An attacker with access to Oracle Database (or Oracle Enterprise Edition) could create a SQLite database that triggers SQL injection vulnerabilities in Oracle SQL Server.
The flaw can be exploited by an attacker who has administrative privileges.
The Oracle database could be accessed from an external website, such as a web server or FTP server, which could lead to remote code execution.
The vulnerability affects Oracle Database versions 11.6.x through 11.9.x.
The database has been released in two flavors, SQL Server Enterprise Edition and Oracle Database Server (or Enterprise Edition), with Oracle Enterprise Enterprise Edition offering better security features and support.
Oracle Database has been widely deployed since it was released in 2003.
An Oracle Enterprise edition database is an upgraded version of the database running on Oracle Server that is released for commercial and government customers.
Oracle Server is used to provide business software and cloud computing services.
It is a version of Oracle Database that is more secure and less prone to security vulnerabilities.
In recent years, Oracle has introduced new security measures to improve security, including a more robust authentication and encryption process.
Oracle has fixed several of the vulnerabilities and released updates that address some other known issues.
The most recent Oracle database security update for Oracle Database 10.6 was released on September 29.
Oracle Enterprise Security Advisory Advisory #1201096 for Oracle Oracle Enterprise Server (Oracle Enterprise Edition, or Oracle Enterprise) is issued by Oracle and is available at: https://support.oracle.com/en-us/article/index.aspx?topicId=1308855.

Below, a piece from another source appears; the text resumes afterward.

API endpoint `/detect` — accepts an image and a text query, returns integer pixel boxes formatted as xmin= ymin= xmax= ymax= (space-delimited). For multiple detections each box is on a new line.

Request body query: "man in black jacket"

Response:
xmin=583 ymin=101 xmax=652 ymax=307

The advisory is available for download.
Oracle is not required to publish an advisory, but customers should update their software and databases to the latest security version.
Oracle recommends customers to install Oracle Database Security Update 2.5 or Oracle Database Advanced Security Update 5.1.
Customers can also upgrade their Oracle database through Oracle’s Oracle Enterprise Portal at https://go.oraconsoftware.com.
Oracle also publishes a comprehensive Oracle security advisory that covers the security vulnerabilities in all Oracle databases and versions.
Oracle security update FAQ Oracle Security Advisory: Oracle Security Bulletin #1201907.
Oracle Security Update: Oracle Database 5.6 (Oracle-related).
Oracle Security: Oracle Enterprise Update: Security update to Oracle Enterprise-level services and services for Oracle Enterprise Version 10.5.
Oracle Business Update: An update for customers who want to use Oracle Business Manager.
Oracle Bulletin: Oracle Bulletin #1228070.
Oracle Alert: Oracle Alert #1231314.
Oracle Information Security Advisory #113879.
Oracle Advisory: An Oracle Security Alert for Oracle Web Services 10.1-1.
Oracle Newsletters: Oracle News and Announcements: Oracle Newsletter.
Oracle Oracle Security Advisories: Oracle Business and Enterprise Security Advisors: Oracle Community: Oracle Cloud: Oracle Support.